Sean Kelly was the last Irish cyclist to win the Tour's green jersey. Billy Stickland / INPHO Billy Stickland / INPHO / INPHO
“What can I say, it’s great to see Sam in the green jersey,” said Kelly, who saw him grow up in Carrick and who brought him through the ranks at his An Post team at the start of the last decade, watching him evolve from a kid into a star.
“I remember when he was young, maybe 13 or so, before he started racing back in Ireland actually, and we used to be down by the seaside in a caravan park and he used to be racing around there with my son who is the same age, and people would be giving out to them because they’d be zig-zagging and riding in between people. That was before he joined the local club and got into racing,” Kelly told Cyclingnews.
“When he started back in Ireland he was dominating the races all the time. There was always that potential there but it’s always difficult to know how far riders will go because they can be really good in the juniors but when they move up they don’t perform at the same level. When Sam moved up to the under-23 level, though, he showed that he had a fast sprint. We took him onto the An Post team and he kicked on a lot. He won a stage in the Tour of Britain and that was a bit of a breakthrough for him.”
It certainly was. Had he not done so well in that Tour of Britain, seven years ago, he may have not got a contract with pro team, NettApp-Endura. Without a contract, he may have given up. “It was a case of would I give up cycling, go back to college and get a degree or something,” he said in a 2014 interview. “If I didn’t make it that year, I knew I was getting older and it was going to be harder to get a team.
“It was make or break. The team needed a sprinter and I knew I was in the shop window. Thankfully they were impressed when I got a few results.”
Lately, the results have got better and better. One of his best was on Friday’s 19th stage to Champagnole, when he finished eighth in the reduced bunch sprint. Sagan, his rival, came ninth.

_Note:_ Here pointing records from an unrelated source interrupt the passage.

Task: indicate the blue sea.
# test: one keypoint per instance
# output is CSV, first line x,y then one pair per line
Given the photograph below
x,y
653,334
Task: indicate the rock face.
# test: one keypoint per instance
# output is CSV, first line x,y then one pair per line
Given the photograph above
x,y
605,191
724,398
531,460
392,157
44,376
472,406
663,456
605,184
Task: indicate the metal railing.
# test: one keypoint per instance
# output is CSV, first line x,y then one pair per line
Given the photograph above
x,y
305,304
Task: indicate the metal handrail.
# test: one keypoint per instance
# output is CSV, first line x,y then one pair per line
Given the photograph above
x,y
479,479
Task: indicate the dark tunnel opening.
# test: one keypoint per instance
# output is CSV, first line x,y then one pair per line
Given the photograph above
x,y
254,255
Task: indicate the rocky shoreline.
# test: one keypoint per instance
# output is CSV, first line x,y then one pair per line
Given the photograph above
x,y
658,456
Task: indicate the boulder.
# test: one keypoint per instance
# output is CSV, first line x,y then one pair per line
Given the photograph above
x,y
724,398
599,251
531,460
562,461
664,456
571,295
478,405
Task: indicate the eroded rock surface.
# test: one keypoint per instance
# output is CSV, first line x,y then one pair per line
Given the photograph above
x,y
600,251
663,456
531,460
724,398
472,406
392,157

The green jersey was pretty much guaranteed then.
“I think when I arrive onto the Champs Elysees [on Sunday], for that first lap, wearing the green, it’s going to be amazing,” Bennett said last night after completing Saturday’s time trial to La Planche des Belles Filles. “I’ll probably have a tear in my eye.”
Theoretically, Sagan can still catch him. He trails Bennett by 69 points and 70 points are still up for grabs. So if Sagan wins all the intermediate sprints and the stage itself, then the green jersey could be his – providing of course, Bennett doesn’t pick up a point.
But realistically, there is no chance of that happening. “I’m ready,” he said last night of the challenge he faces today.
Having spent a lifetime waiting for the opportunity, he’s not going to pass it up now.